There’s a bit of tongue-in-cheek about La Conner’s annual Smelt Derby, which celebrates its 50th anniversary on Feb. 28 in the Skagit Valley town on the Swinomish Channel.
There is, of course, a Rotary pancake breakfast, a fun run and fish prints for the kids, but the main event is the day’s surf smelt derby, with prizes for the largest and smallest of the herringlike fish caught from the docks that line the waterfront.
The diminutive smelt, while good eatin’ pan-fried, won’t ever compete with salmon in terms of Northwest stature, but that doesn’t mean they and their cousin, the sand lance, aren’t important to salmon and other sea life, shorebirds and to the interests of sports fishers, commercial fishers, Indian tribes, wildlife enthusiasts and those who depend upon their business.
It’s why Senate Bill 5166 is seeking $2 million for the most comprehensive study of surf smelt and sand lance ever undertaken in the state’s waters. Observations of the forage fish, which are preyed upon by salmon, shorebirds and are a base for the rest of the food web all the way up to orca whales and humans, have shown a decline in their stocks.
“Forage fish populations are plummeting, and the general belief is that this may be why some marine bird populations are plummeting, and why the salmon are smaller and the orca whales are hungry,” said state Sen.

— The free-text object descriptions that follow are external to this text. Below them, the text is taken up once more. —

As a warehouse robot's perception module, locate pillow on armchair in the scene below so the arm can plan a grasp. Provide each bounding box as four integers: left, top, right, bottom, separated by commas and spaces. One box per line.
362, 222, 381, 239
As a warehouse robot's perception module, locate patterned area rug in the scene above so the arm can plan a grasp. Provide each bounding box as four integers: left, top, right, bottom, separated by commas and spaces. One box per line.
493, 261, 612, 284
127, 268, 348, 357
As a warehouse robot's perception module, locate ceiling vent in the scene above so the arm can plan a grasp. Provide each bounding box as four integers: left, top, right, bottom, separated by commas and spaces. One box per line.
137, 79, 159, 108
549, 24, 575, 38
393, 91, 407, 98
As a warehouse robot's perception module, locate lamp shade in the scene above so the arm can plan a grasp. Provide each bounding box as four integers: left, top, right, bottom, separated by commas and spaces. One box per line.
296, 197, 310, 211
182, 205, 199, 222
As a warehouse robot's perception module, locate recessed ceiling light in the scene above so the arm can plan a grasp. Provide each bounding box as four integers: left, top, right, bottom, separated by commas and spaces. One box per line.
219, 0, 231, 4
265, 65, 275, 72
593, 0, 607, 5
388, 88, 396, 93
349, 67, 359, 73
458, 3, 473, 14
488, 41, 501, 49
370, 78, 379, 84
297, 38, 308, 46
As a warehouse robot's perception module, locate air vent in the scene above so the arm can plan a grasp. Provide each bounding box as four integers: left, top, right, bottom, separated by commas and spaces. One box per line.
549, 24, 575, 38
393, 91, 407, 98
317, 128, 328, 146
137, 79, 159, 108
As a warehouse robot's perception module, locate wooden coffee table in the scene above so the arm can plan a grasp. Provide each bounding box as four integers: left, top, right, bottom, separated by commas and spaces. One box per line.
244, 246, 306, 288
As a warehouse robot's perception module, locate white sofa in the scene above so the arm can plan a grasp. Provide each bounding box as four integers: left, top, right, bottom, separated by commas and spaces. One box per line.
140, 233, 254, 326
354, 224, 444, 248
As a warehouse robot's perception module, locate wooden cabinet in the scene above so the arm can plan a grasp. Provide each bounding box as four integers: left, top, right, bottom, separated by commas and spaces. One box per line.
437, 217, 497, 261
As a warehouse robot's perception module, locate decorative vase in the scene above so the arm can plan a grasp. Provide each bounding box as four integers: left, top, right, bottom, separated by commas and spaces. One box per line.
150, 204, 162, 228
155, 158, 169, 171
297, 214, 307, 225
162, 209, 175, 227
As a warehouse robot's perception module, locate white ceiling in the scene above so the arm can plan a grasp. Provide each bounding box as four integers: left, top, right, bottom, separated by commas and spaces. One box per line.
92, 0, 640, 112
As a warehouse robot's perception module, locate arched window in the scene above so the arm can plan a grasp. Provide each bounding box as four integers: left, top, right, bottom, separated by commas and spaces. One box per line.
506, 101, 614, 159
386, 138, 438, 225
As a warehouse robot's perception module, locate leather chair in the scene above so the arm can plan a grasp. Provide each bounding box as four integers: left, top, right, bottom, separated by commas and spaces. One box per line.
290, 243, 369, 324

Christine Rolfes, D- Bainbridge Island, as quoted by the Kitsap Sun. Rolfes proposed the legislation.
Rolfes’ bill would require the state departments of Fish &Wildlife and Natural Resources to work together to survey the spawning grounds of the forage fish, using volunteers and veterans with the Veterans Conservation Corps. Smelt also would be added to the list of fish that will require a fishing license, which will allow Fish and Wildlife to better track where and how much smelt is being caught.
Similar surveys, including one of herring in the waters off Bellingham, showed a decline from 15,000 tons in 1973 to about 1,000 tons in 2012.
Among the possible causes of decline of forage fish are some of the same sources that may already be affecting salmon, orcas and other sea life populations, including point and nonpoint pollution from chemicals, oil spills, parasites, disease, a decline in food and increased shoreline development, the Sun reported. Smelt spawn in intertidal areas, making them vulnerable to impacts from shoreline development.
Environmental and sport fishing groups are backing the legislation, as should anyone with an interest in preserving our stocks of fish and the state’s recreation industry.
If something — and it’s more likely to be a combination of impacts — is causing a decline in a species that is the basis for everything else on up the web, then it’s worth $2 million to find out what’s going on.